Saturday, January 17, 2009

Buying a Used Suit: A Few Notes about Fabric, Construction and Color

"I unfortunately don't speak French, but my wife is now fluent in English, which really reflects rather badly on me."

-- Sean Connery

So, you've decided to buy a used suit? Congratulations, that is a very smart decision. Unless an item is custom made exactly to your specifications and measurements, there is very little reason to pay full retail prices, which can be ridiculously high. Of course, you could buy a brand new polyester blend suit off the rack at your local department store. But why would you want to do that? You'd be left with a poor quality suit that looks not only cheap, but like the same cheap suit that everyone else is wearing. If you know what you're looking, a high quality and inexpensive suit is not far away.

First, a little history. As with all crafts, the introduction of new technology has changed things. Advances such as the computerized sewing machines, automated cutting machines, laser cutters, and the ability to glue or "fuse" fabrics together have had an impact on the price and quality of suits over the decades, both for better and for worse.

In general, I think it is fair to say that most of the changes brought about by technology have not hurt the quality of the suits, but they have robbed the garment of a little of its charm. On the other hand, they have lowered price of decent suits for those who could not afford a fully hand sewn option, or didn't care about the construction methods of their clothing. One change, however, has remained highly controversial: fusing.

Fusing-- In order to give suit jackets shape and structure, canvas is sewn into the front and lapels of the jacket between the two layers of wool. The stitching is then covered with the jacket lining. This process is known as canvasing. Fusing is the cost cutting process of gluing the canvas interior in place rather than stitching it. Fusing became common in the 1980's. Today, only relatively high end suits remain fully canvassed. Partial fusing and partial canvassing is also common. The common complaints against fusing among suit aficionados are that the fusing may be too stiff (a canvassed jacket will be highly flexible) and that the fusing can fail causing bubbles to appear on the outside of the jacket, often at the lapels.

To be fair, fusing technology is better today than it was in the 1980's. A fused, or partially fused, jacket can be fairly high in quality and nearly discernible (but never totally indiscernible) from its canvassed counterpart. Fusing versus canvassing is something to keep in mind, but not to obsess over. Personally, I was only able to arrive at that conclusion after months of obsessing.

Super numbers-- Recently it has become common for suit makers to trumpet the so called "super numbers" of their wool, such as, super 110's, or super 120's, even super 220's. This number refers to how many yards of yarn can be spun from a pound of raw wool. In other words, higher super numbers equal lighter cloth--and higher prices. But higher prices are not the only drawback to these lighter materials. They are also very delicate.
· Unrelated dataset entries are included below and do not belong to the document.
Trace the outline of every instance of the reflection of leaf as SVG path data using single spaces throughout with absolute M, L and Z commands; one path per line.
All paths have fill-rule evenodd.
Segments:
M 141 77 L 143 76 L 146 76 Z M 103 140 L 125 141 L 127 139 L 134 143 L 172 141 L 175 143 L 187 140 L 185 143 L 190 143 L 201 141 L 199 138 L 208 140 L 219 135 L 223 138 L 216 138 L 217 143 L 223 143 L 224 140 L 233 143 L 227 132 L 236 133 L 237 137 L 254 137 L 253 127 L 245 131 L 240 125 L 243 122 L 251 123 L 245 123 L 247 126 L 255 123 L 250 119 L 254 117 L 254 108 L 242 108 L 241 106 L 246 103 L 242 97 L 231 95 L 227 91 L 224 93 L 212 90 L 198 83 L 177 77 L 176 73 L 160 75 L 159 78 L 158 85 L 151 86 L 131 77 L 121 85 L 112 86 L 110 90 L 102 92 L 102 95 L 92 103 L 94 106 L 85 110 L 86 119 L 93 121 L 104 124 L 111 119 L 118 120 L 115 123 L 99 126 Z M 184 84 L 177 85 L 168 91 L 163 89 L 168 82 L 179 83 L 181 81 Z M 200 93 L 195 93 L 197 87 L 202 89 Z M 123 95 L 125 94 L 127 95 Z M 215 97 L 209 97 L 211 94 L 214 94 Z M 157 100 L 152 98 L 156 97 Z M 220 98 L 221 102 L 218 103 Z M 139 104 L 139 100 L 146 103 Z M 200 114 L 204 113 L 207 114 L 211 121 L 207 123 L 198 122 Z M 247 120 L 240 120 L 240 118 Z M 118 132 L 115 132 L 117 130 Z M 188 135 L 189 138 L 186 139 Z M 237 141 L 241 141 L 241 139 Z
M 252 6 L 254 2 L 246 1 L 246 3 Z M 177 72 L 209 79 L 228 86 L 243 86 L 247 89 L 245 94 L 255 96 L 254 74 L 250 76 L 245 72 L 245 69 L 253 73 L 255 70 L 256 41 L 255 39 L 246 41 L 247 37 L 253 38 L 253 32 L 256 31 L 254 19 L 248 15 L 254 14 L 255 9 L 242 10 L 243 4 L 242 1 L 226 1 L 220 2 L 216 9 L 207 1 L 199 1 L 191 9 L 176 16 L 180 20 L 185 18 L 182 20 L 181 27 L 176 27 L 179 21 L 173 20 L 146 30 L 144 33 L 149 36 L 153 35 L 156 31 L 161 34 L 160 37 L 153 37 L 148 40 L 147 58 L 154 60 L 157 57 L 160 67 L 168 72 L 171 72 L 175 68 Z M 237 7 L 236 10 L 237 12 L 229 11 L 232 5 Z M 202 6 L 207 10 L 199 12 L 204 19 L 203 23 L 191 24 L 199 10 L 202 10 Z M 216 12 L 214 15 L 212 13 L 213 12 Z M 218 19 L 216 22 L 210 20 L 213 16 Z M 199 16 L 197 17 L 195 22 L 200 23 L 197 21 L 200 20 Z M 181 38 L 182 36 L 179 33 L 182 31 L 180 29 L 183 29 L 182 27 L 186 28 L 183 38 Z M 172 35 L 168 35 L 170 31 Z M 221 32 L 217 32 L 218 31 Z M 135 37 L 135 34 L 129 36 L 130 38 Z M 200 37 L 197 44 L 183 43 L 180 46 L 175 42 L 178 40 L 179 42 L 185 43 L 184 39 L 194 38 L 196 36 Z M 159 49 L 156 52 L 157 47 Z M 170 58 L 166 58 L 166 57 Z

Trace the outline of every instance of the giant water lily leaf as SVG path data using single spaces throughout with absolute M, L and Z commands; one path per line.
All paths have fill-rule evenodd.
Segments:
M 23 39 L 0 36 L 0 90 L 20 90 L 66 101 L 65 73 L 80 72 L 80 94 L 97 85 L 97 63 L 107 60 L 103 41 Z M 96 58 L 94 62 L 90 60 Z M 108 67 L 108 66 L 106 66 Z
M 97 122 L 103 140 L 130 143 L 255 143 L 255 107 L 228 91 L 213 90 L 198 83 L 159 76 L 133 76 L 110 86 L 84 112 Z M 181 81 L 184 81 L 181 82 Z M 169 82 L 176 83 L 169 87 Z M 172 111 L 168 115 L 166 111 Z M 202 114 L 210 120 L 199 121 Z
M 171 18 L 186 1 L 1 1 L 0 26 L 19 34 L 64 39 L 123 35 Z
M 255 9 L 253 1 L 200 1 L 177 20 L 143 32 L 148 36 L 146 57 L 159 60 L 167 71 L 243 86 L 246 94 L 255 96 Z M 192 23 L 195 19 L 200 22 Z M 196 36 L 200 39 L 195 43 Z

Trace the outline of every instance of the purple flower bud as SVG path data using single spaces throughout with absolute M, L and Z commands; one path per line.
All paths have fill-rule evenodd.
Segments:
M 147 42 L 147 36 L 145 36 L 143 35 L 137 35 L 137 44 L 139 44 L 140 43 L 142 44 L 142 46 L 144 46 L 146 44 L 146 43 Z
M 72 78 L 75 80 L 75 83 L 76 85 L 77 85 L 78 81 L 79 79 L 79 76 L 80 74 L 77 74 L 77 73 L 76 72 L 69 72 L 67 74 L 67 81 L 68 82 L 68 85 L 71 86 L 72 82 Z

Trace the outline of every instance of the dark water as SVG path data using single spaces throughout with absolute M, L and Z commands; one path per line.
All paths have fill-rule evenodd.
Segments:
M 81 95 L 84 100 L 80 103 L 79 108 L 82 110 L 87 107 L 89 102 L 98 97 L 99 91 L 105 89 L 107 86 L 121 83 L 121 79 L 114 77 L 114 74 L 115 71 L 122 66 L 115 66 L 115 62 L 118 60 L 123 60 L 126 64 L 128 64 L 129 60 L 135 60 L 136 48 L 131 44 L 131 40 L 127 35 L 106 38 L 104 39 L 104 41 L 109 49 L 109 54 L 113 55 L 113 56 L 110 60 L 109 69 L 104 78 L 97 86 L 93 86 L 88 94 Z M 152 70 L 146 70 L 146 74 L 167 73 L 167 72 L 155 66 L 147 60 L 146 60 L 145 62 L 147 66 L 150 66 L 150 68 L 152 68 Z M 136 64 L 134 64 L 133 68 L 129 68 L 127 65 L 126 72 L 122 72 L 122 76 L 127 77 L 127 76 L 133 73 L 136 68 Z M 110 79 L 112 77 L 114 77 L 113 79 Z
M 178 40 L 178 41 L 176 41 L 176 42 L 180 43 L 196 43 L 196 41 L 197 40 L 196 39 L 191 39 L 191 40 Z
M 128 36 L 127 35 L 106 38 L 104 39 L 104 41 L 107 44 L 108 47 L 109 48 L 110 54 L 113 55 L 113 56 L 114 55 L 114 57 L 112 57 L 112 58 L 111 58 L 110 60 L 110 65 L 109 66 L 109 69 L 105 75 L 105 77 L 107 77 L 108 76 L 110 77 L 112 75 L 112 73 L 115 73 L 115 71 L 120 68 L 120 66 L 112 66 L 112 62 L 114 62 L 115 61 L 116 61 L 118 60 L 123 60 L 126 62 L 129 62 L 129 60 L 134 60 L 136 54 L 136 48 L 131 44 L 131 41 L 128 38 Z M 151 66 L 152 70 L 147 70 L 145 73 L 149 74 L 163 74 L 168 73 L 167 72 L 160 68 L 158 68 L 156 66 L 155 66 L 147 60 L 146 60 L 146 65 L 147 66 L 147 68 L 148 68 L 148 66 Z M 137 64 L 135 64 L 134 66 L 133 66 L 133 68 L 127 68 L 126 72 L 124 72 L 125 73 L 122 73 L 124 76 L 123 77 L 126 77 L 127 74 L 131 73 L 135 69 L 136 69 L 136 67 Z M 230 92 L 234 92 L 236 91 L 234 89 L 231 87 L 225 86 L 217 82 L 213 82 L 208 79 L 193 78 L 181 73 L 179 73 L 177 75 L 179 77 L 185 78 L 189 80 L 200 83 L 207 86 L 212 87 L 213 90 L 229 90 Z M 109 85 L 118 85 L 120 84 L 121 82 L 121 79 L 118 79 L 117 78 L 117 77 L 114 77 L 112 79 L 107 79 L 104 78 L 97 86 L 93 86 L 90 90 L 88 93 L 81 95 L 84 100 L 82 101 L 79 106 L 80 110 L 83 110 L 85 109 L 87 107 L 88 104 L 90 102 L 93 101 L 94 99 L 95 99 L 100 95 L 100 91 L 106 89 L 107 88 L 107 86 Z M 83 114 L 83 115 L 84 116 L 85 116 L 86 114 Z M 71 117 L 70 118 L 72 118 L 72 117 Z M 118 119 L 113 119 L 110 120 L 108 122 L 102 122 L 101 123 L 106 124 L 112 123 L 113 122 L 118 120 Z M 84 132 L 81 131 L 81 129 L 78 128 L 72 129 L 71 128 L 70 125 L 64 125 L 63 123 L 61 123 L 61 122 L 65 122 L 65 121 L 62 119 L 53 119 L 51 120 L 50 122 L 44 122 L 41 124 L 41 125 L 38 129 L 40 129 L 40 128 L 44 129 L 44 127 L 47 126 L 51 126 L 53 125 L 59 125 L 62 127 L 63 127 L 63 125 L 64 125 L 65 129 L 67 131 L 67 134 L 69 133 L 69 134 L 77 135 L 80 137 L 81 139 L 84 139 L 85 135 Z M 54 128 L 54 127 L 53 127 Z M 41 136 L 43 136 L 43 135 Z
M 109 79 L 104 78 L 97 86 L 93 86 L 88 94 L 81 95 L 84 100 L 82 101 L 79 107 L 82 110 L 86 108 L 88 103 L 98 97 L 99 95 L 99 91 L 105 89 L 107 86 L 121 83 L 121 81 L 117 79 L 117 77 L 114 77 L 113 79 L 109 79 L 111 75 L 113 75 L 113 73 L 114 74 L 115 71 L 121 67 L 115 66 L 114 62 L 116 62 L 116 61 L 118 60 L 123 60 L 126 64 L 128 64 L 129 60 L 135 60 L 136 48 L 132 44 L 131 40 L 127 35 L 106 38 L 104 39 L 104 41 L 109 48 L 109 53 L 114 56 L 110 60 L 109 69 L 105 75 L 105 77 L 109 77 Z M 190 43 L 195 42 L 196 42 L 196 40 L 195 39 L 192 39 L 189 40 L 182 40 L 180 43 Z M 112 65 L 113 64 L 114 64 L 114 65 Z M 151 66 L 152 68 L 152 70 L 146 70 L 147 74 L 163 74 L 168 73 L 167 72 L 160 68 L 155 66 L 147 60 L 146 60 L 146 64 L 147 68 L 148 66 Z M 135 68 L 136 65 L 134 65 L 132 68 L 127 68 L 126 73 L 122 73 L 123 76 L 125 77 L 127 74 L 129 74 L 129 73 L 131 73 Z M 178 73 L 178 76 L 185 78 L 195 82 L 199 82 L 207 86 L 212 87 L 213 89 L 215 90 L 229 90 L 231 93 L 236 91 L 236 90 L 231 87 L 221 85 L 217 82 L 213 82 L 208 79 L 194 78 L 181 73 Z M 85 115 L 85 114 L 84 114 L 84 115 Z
While they may be appropriate for extremely hot summers in Italy, where they tend to originate, these designer fabrics are far from necessary. Beyond 120, wool becomes too fragile to be practical. Additionally, there is no regulatory body overseeing this numbering system, so many times these numbers indicate absolutely nothing whatsoever other than a higher price. There is no need to buy into this fad. Look for the label that says 100% wool, and has an appropriate texture and weight for your needs.

Weight-- Suits come in different weight fabrics. The weight of the wool probably won't be on the label, but you'll know just by touching it whether it's the type of suit you'd wear in summer, winter, or year round. It's something to keep in mind. You'd be way too warm wearing a heavy flannel suit during the summer, likewise in a tropical worsted in the dead of winter, you'd freeze.

Pattern-- Suits come in wide varieties of patterns and textures, most of which have great names like, glenplaids, sharkskins, birdseyes, twills, windowpanes, pinstripes, chalkstripes, houndstooths, herringbones and solids, to name but a few. Choose the ones that you like the best. Solids are the best place to begin. Some say the pinstripes are strictly for business.

Color-- This is also your personal preference, but a solid charcoal and solid navy are the most versatile places to start. After that, consider other colors or some of the patterns listed above. Two quick notes about color: Black suits are hip, but technically black should be restricted to formal or evening wear. Break this rule at your own risk, because debates about this among suit aficionados can get quite heated. Brown suits are best reserved for outside of the city. This rule is now commonly ignored, but be advised that historically the rule was "no brown in town".